У Костика было странное умение приманивать предметы, легко перерастающие в события — как иные люди умеют приманивать слова. Это ему давалось легко — изменение геометрии жизни, складок, стяжек и прошв пространства. Один раз шли по сухой степи и под пыльным султаном сероватой травы нашли непочатую бутылку водки. Откуда? Там даже тропинок никаких не было. Бутылка будто выпала из ниоткуда, из другого измерения, специально, чтобы выменять на нее у садового сторожа столько пушистых персиков, сколько сумеешь унести, а к вечеру они уже не могли целоваться из-за въедливого пуха, от которого щипало губы и язык.
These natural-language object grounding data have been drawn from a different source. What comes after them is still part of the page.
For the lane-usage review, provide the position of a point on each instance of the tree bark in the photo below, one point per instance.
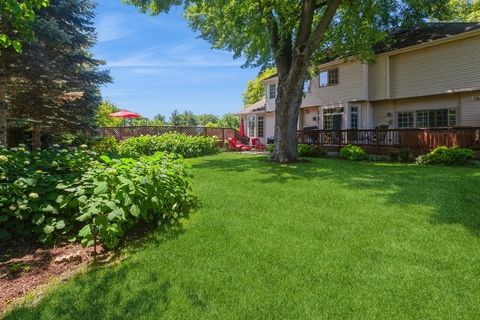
(3, 106)
(292, 67)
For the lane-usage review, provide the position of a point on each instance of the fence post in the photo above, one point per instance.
(36, 137)
(340, 138)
Или еще — стремительные, взрывные слияния — в той же каменистой степи, с кустиком полыни под спиной и пышущим в глаза полуденным светилом, или у подмосковного торфяного озера, где она, забывшись, опрокидывала ногой его ведерко с карасями и потом блаженно уплывала в астрал, чувствуя под пяткой холодное живое золото. Как-то пыл настиг их на дюнах Куршской косы, в редком соснячке, и, уже падая на белый песок, Леля увидела, как из-под нее метнулось что-то черное и стремительное. Убитая на месте гадюка оказалась на редкость толстой, полной гадючат, что обнаружилось при снятии шкурки — Костик мастерски спустил ее чулком. Пестрая кожа потом долго сохла на балконе к изумлению соседей.
— Я же спас тебя, да? — спрашивал он, смеясь каштановыми глазами.
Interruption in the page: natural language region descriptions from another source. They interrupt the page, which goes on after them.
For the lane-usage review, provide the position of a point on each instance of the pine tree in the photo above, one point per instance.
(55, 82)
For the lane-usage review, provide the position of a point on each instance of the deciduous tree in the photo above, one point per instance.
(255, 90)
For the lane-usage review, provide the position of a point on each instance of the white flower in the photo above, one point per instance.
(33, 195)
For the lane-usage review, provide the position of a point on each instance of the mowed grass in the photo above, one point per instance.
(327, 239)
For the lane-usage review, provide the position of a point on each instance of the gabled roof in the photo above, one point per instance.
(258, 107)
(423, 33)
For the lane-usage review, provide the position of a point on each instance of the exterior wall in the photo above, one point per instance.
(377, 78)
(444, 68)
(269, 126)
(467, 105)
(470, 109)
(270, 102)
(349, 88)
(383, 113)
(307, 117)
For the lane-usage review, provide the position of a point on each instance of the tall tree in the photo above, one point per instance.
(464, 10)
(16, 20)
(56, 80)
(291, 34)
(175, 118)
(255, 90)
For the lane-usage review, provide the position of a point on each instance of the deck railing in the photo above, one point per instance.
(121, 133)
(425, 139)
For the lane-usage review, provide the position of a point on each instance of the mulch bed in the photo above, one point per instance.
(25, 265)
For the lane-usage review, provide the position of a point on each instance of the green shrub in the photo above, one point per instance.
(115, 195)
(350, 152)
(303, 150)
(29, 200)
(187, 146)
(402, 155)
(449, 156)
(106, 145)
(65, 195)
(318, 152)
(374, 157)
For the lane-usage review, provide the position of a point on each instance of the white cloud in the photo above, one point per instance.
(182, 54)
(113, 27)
Так оно и сыпалось на нее щедро, как подарки, — все эти персики, розы, рапаны, объятия на пустых пляжах под синим небом, нескончаемые радости жизни, торжество материи, свечение изнутри.
И просто подарки.
Он любил дарить пустячки, ничего особенного. Привозил расшитые бисером эскимосские тапки из моржовой шкуры, смешную таллинскую кепочку, пижонскую зажигалку — все имело смысл, как буквы собственного алфавита, из которого легко и естественно составлялись контуры совместного будущего.
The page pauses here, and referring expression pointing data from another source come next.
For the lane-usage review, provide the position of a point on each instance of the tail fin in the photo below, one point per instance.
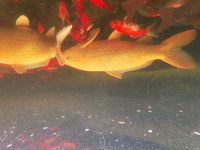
(175, 56)
(166, 15)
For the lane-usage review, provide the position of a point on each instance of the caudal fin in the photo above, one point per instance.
(151, 31)
(174, 55)
(166, 15)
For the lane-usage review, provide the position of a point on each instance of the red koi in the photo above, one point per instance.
(22, 138)
(89, 148)
(75, 32)
(50, 66)
(150, 12)
(2, 75)
(131, 6)
(104, 5)
(63, 13)
(85, 23)
(67, 145)
(79, 6)
(40, 27)
(53, 128)
(132, 29)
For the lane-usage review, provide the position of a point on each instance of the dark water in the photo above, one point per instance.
(156, 108)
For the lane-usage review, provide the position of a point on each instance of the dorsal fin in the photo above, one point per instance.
(62, 35)
(91, 37)
(145, 39)
(22, 21)
(115, 36)
(50, 33)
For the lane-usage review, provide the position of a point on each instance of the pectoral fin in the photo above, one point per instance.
(115, 74)
(115, 36)
(118, 73)
(50, 33)
(145, 39)
(91, 37)
(23, 68)
(22, 21)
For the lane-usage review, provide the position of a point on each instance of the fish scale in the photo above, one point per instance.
(22, 47)
(184, 11)
(117, 57)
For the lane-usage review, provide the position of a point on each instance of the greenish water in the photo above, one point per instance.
(153, 108)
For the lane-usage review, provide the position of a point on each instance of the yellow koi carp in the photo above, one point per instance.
(117, 57)
(24, 48)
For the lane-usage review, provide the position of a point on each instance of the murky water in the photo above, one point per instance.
(156, 108)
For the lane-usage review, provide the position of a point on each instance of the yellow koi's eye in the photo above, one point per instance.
(67, 59)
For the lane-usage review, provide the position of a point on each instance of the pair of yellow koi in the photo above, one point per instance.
(24, 48)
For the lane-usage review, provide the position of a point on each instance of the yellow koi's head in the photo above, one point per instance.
(74, 56)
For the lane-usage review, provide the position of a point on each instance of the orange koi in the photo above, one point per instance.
(132, 29)
(103, 4)
(51, 64)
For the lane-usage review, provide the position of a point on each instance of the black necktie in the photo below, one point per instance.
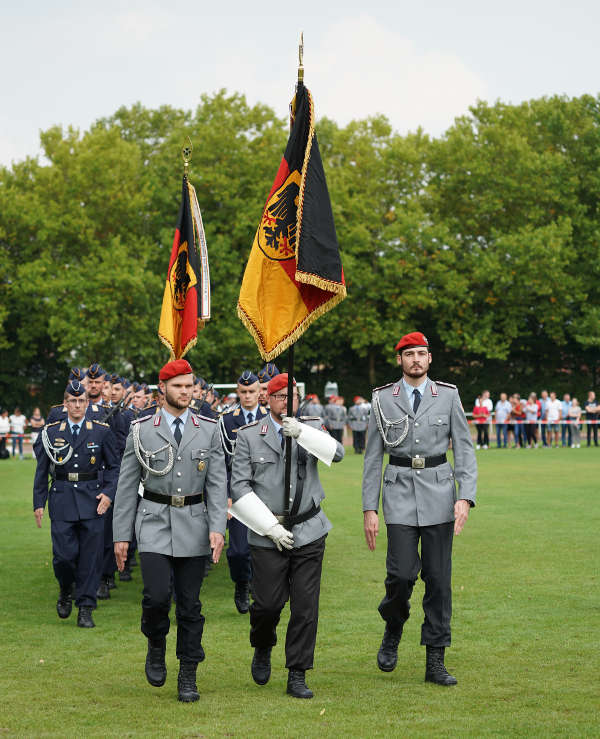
(417, 400)
(177, 432)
Даже покупка обоев для ремонта представляла собой что-то вроде общего интеллектуального приключения — будто бы с изменением цвета и фактуры квартирного пространства мог поменяться и жизненный сюжет.
Смущало одно — с детским простодушием, легче пуха на ветру, он менял траекторию поступка, споткнувшись неизвестно обо что. У него не было никакой идеи в голове, никакой схемыжизни. Абсолютная незаданность, спонтанность, случай. Не поехал в Питер на научную конференцию аспирантов, потому что по пути подобрал в парке грачонка — громадного, взъерошенного полудохлого птенца, вернулся, пихал ему в клюв размоченный в молоке хлеб, а на ночь запер в туалете. К утру кафельный пол туалета покрылся толстым слоем гуано, которое не без отвращения пришлось отмывать Леле, поскольку Костик, подхватив вполне оживившегося и орущего птаха, убежал адаптировать его в парке к будущей птичьей жизни — где уж там помнить негодование шефа-академика!